1

I'd like to take a string like this

A = '[[complex(1,-1), complex(1,1)], [1, 1]]'

and transform it into this numpy array

array([[1.-1.j, 1.+1.j],
   [1.+0.j, 1.+0.j]])

I have tried using this code

string = a.replace("[","").replace("]","").replace("\"",  "").replace(" ","")
np.fromstring(string, dtype=complex, count=-1, sep=',')

but the output is this

array([], dtype=complex128)

if there is at least an easy way to put the matrix A into this form

A = '1-1j, 1+1j, 1, 1'

the code above works. I need to do this with a lot of matrices imported from .csv

danuzco
  • 55
  • 8

1 Answers1

1

One must resist the temptation to use eval, because eval is unsafe and a bad practice. It really is dangerous.
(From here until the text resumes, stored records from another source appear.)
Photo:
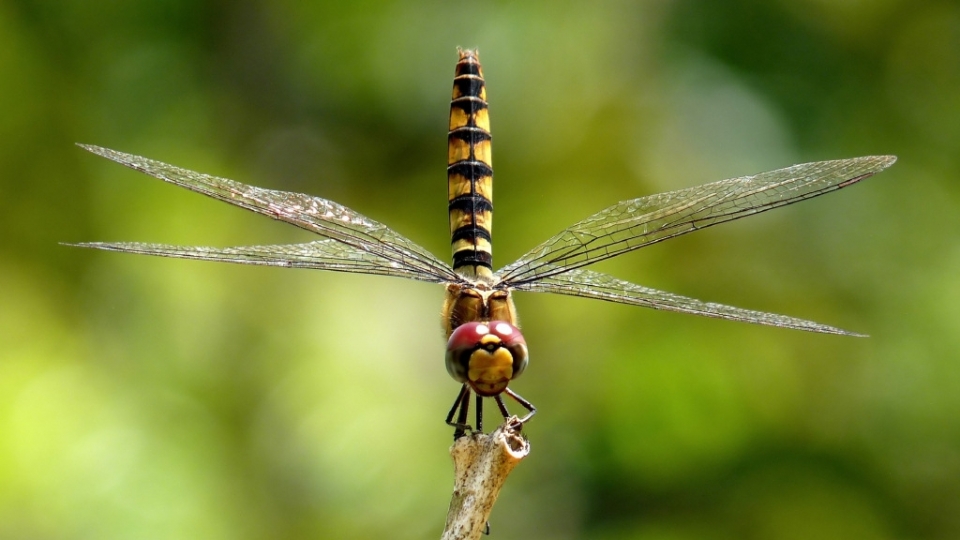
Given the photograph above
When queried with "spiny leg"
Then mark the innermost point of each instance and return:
(526, 405)
(463, 403)
(502, 406)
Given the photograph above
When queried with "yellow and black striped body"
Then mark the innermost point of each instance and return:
(470, 172)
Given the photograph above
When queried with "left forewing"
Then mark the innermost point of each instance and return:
(589, 284)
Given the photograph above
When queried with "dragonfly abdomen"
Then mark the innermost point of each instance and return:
(470, 171)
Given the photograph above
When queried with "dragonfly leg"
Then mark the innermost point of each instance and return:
(502, 406)
(463, 403)
(479, 413)
(526, 405)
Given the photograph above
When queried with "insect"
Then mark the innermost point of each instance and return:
(485, 349)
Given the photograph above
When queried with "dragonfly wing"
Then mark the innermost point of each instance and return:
(327, 254)
(590, 284)
(632, 224)
(356, 234)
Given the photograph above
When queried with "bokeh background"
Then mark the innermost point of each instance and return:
(159, 399)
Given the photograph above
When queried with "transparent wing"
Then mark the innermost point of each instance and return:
(590, 284)
(327, 254)
(632, 224)
(366, 245)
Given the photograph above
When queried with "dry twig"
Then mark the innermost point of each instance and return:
(481, 466)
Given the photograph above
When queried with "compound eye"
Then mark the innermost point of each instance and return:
(509, 334)
(489, 336)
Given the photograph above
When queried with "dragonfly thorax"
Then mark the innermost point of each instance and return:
(466, 303)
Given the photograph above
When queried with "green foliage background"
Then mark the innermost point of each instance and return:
(157, 399)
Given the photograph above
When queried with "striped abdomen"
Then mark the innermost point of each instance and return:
(470, 171)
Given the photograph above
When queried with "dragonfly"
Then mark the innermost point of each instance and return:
(485, 349)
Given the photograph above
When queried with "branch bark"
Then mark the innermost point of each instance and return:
(481, 466)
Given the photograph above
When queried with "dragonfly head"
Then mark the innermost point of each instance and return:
(487, 356)
(475, 302)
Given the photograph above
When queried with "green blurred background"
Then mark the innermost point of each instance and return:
(160, 399)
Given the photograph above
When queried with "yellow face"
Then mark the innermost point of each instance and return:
(486, 356)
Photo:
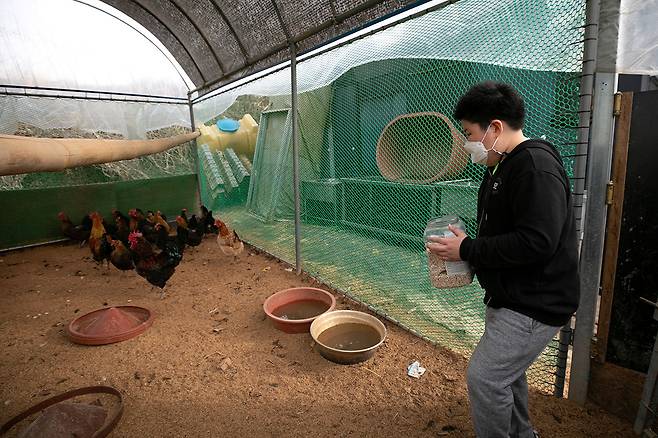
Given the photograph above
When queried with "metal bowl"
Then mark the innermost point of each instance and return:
(337, 317)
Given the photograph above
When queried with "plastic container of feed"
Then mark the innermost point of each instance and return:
(446, 274)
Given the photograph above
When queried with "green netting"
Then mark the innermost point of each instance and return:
(376, 156)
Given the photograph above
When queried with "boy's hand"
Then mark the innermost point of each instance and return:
(447, 248)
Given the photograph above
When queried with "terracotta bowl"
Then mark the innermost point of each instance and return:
(288, 296)
(339, 317)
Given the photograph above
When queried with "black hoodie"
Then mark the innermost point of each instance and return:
(526, 253)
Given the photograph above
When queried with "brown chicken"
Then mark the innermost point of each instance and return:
(100, 247)
(228, 240)
(120, 257)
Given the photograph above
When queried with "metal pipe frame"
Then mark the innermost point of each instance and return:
(591, 255)
(241, 45)
(295, 158)
(203, 36)
(142, 34)
(74, 90)
(105, 99)
(335, 20)
(204, 96)
(196, 66)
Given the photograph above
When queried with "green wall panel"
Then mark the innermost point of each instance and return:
(30, 216)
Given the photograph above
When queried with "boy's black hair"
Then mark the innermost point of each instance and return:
(490, 100)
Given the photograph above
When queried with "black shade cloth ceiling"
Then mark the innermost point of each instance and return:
(217, 41)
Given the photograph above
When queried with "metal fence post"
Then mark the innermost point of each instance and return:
(295, 157)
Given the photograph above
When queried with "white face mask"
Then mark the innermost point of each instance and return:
(478, 151)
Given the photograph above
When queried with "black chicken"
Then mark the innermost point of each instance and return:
(155, 265)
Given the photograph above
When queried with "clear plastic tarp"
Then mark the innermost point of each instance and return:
(83, 45)
(637, 51)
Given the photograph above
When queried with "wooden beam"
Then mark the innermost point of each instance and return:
(613, 225)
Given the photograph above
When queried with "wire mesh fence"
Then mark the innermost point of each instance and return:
(380, 153)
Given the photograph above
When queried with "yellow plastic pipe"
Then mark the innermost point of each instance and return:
(242, 141)
(33, 154)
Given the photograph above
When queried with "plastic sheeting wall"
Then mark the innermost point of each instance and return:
(130, 119)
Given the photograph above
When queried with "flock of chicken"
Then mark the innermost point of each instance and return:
(147, 243)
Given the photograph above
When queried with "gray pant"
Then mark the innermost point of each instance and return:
(497, 385)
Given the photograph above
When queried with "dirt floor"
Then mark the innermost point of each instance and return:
(213, 365)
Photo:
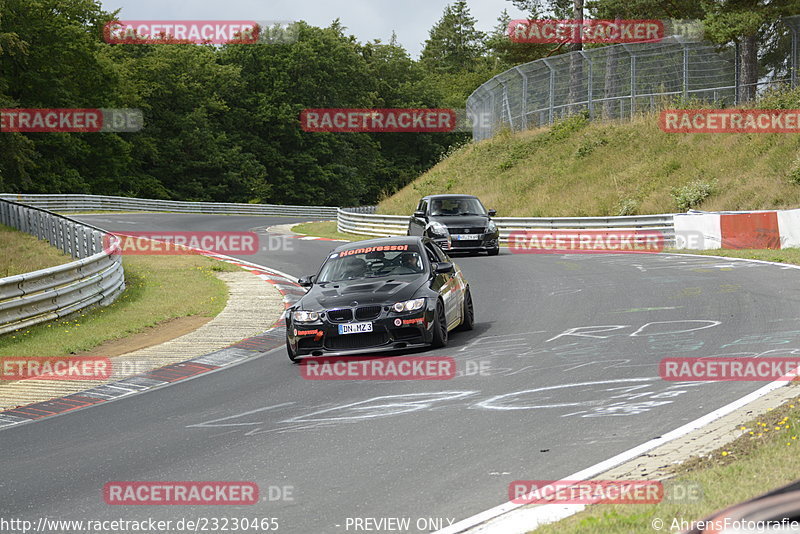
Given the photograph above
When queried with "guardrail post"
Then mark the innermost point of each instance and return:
(552, 91)
(524, 102)
(685, 71)
(590, 82)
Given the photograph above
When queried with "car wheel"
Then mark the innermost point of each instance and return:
(468, 319)
(439, 327)
(292, 354)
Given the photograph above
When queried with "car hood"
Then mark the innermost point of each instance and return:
(465, 221)
(352, 293)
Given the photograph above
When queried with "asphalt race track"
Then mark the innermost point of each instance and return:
(569, 347)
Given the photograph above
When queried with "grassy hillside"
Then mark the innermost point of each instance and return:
(582, 168)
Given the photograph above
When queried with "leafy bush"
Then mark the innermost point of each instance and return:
(627, 206)
(692, 194)
(588, 146)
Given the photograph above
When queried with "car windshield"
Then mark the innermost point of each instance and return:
(457, 206)
(371, 262)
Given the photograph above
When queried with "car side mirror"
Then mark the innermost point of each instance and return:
(443, 267)
(306, 281)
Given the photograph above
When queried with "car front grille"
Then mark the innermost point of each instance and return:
(340, 316)
(357, 341)
(472, 243)
(462, 230)
(366, 313)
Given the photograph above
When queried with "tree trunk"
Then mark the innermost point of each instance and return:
(748, 68)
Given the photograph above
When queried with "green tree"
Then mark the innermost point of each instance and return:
(454, 44)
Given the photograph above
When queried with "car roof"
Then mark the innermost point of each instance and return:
(382, 242)
(449, 195)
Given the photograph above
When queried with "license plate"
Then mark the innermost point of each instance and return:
(355, 328)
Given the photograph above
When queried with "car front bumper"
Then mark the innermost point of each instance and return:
(323, 337)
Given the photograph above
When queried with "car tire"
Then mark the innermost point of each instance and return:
(292, 354)
(439, 327)
(468, 318)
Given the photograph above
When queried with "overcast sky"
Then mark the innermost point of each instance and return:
(366, 19)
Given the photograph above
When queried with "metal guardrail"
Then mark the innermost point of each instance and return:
(75, 203)
(96, 278)
(392, 225)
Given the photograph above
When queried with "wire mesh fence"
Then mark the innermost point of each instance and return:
(612, 82)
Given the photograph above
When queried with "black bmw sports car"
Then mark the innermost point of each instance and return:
(381, 294)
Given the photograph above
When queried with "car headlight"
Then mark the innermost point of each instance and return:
(438, 228)
(305, 317)
(409, 305)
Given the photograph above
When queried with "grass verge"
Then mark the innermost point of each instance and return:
(762, 459)
(580, 168)
(23, 253)
(327, 229)
(787, 255)
(158, 288)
If you can be sure that the input is safe because you're controlling the input: change the output of the previous step so that you don't have to use eval in the first place.

Since your use case is very specific (complex(a, b) where neither a nor b can contain any commas nor parentheses) it's easy to write a regex pattern that will help replace your complex calls with complex literals. Once we have that we can use ast.literal_eval to perform a safe conversion from string to numbers which you can feed numpy.
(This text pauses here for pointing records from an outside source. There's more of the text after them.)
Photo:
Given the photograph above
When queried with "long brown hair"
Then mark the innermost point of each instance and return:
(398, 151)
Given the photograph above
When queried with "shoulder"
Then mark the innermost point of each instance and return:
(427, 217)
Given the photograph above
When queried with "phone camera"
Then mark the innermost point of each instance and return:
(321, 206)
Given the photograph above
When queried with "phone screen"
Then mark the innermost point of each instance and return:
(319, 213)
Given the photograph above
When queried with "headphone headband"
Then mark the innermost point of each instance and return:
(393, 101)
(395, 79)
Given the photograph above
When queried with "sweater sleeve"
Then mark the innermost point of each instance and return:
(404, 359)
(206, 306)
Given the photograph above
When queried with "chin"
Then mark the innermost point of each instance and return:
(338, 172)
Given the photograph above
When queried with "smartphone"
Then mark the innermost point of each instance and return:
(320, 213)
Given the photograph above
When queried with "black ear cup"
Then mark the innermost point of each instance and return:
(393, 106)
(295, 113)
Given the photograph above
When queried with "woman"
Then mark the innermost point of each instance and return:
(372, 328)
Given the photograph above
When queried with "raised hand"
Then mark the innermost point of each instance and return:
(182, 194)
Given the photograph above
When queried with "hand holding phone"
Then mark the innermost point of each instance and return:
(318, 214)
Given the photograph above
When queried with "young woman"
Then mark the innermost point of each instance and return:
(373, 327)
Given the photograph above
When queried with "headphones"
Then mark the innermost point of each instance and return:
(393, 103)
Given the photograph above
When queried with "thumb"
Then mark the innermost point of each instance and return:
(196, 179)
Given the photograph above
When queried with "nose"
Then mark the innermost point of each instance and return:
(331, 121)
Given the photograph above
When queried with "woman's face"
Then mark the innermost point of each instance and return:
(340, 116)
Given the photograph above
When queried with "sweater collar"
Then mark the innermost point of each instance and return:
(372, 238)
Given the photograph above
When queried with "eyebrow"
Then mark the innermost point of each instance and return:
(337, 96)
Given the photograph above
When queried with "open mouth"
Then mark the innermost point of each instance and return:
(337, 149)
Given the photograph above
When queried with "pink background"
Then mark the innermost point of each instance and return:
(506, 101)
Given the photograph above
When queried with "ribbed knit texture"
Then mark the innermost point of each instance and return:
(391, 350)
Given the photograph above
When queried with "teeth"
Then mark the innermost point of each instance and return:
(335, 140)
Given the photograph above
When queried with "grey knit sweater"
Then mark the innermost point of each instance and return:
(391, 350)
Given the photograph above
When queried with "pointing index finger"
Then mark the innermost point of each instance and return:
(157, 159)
See the following few definitions:

import ast
import re

pattern = re.compile(r'complex\(([^)]+),([^)]+)\)') 

def complex_from_match(match): 
    """Converts a regex match containing 'complex(a, b)' to a complex number""" 
    re = float(match.group(1)) 
    im = float(match.group(2)) 
    return re + 1j*im 

def literalify_complex(s): 
    """Converts a string with a number of the form complex(a, b) into a string literal"""

    return pattern.sub(lambda match: repr(complex_from_match(match)), s)
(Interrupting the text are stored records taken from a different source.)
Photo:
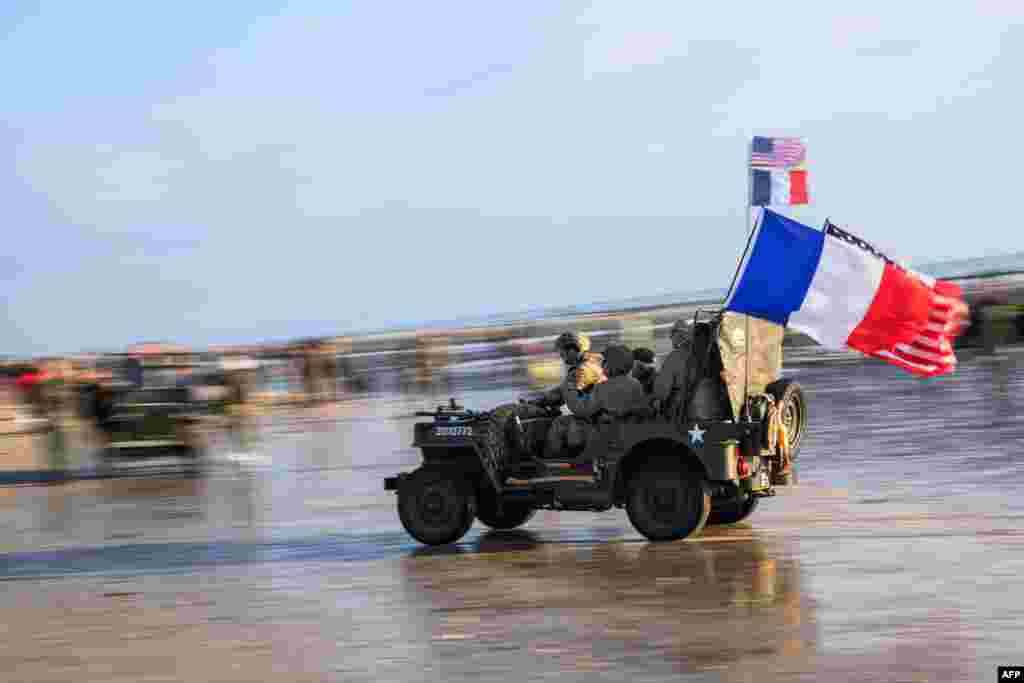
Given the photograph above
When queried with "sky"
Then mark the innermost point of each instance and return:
(212, 173)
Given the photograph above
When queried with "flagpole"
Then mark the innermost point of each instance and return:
(747, 317)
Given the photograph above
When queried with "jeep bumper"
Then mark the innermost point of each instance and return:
(392, 483)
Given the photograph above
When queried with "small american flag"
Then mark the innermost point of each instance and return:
(777, 152)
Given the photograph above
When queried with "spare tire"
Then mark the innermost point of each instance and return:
(791, 401)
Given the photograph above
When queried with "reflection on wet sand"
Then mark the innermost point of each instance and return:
(730, 602)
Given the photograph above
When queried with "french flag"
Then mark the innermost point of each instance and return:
(845, 294)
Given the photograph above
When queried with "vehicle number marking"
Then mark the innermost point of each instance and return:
(462, 430)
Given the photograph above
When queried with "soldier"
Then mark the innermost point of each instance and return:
(584, 372)
(620, 395)
(672, 382)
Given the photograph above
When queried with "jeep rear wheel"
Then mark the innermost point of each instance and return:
(436, 506)
(730, 512)
(513, 514)
(793, 408)
(668, 505)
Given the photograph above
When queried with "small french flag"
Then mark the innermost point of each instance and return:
(772, 187)
(843, 293)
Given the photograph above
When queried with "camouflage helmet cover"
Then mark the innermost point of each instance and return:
(571, 339)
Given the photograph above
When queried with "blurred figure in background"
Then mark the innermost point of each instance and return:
(238, 407)
(643, 369)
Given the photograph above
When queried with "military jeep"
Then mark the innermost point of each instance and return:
(709, 459)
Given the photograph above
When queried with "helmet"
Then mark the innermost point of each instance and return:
(617, 359)
(683, 332)
(571, 339)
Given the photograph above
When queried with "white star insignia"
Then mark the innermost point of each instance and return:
(696, 434)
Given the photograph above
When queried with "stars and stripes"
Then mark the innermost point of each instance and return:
(931, 353)
(777, 153)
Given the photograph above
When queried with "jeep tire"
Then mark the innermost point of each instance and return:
(793, 403)
(436, 506)
(668, 504)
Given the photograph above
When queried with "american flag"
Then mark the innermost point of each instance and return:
(777, 152)
(932, 352)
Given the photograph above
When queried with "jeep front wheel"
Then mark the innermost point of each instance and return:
(436, 506)
(668, 505)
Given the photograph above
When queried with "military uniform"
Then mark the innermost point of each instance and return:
(672, 382)
(619, 396)
(587, 373)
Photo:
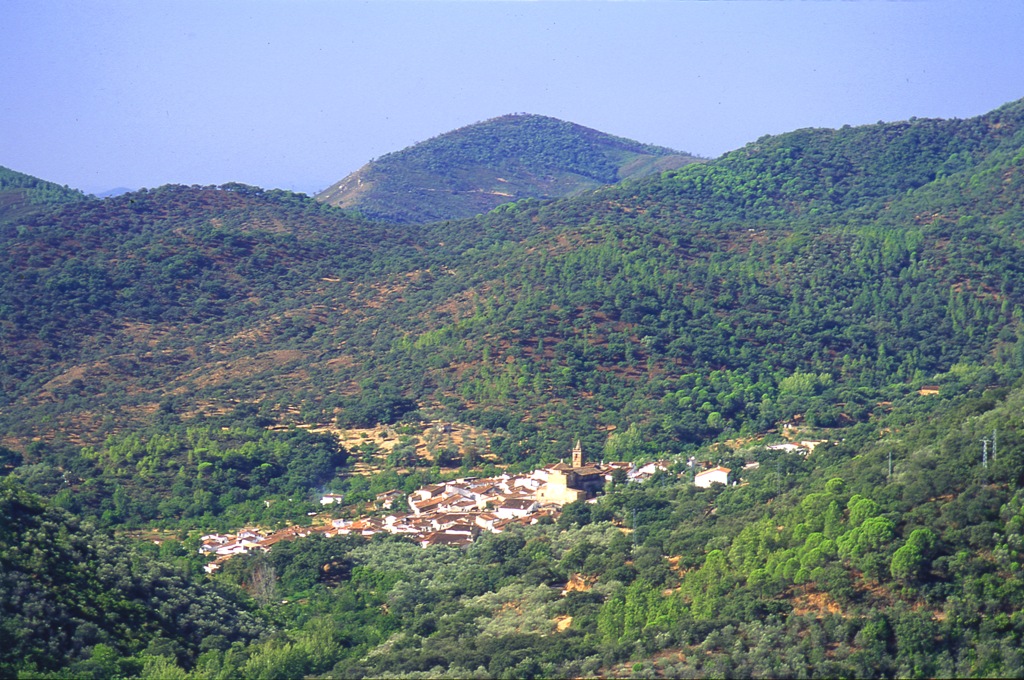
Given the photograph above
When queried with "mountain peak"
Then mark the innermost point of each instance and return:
(475, 168)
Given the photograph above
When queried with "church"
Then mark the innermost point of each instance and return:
(571, 482)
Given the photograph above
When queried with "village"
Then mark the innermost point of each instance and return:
(454, 513)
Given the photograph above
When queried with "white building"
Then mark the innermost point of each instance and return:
(716, 475)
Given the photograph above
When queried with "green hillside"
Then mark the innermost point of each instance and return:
(23, 195)
(476, 168)
(860, 287)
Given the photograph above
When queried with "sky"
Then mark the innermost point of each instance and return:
(296, 94)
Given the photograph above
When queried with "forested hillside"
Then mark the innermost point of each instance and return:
(22, 195)
(862, 287)
(476, 168)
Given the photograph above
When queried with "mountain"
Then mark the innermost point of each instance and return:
(23, 195)
(476, 168)
(167, 353)
(812, 272)
(111, 193)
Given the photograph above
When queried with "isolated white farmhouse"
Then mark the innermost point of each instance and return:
(716, 475)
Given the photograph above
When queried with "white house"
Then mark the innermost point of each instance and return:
(716, 475)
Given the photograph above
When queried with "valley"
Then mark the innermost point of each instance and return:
(829, 323)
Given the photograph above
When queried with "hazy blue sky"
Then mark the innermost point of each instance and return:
(296, 94)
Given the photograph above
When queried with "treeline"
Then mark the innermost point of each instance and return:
(78, 602)
(212, 476)
(819, 566)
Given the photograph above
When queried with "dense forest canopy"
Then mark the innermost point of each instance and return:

Here pattern is a regex pattern that matches substring of the form complex(a, b). For each match match.group(1) gives us a and match.group(2) gives b.

The function literalify_complex(s) calls pattern.sub on the input string s, which will call the passed callable (a lambda) on every match for the pattern pattern in s. The lambda I defined makes use of the complex_from_match function which takes the matched string complex(a,b) and effectively turns it into the native python complex number a + 1j*b. Then this complex number is converted into its repr during replacement, effectively turning things like complex(1, 3.4) into 1+3.4j. Here's what the output looks like:

>>> literalify_complex('[[complex(1,-1), complex(1,1)], [1, 1]]')
'[[(1-1j), (1+1j)], [1, 1]]'

>>> literalify_complex('[[complex(0,-3.14), complex(1.57337537832783243243,1e-100)], [1, 1]]')
'[[-3.14j, (1.5733753783278324+1e-100j)], [1, 1]]'

These are now strings that can directly be converted to nested python lists using literal_eval:

>>> ast.literal_eval(literalify_complex('[[complex(1,-1), complex(1,1)], [1, 1]]'))
[[(1-1j), (1+1j)], [1, 1]]

And then these lists can be passed to numpy:

def crazy_complex_string_to_ndarray(s): 
    return np.array(ast.literal_eval(literalify_complex(s)))

# >>> crazy_complex_string_to_ndarray('[[complex(1,-1), complex(1,1)], [1, 1]]')
# array([[1.-1.j, 1.+1.j],
#        [1.+0.j, 1.+0.j]])
#
# >>> crazy_complex_string_to_ndarray('[[complex(0,-3.14),  complex(1.57337537832783243243,1e-100)], [1, 1]]')
# array([[-0.        -3.14e+000j,  1.57337538+1.00e-100j],
#        [ 1.        +0.00e+000j,  1.        +0.00e+000j]])

The nice thing about this approach is that any kind of malformed or malicious input will loudly fail (during the ast.literal_eval step), rather than giving unexpected or harmful results.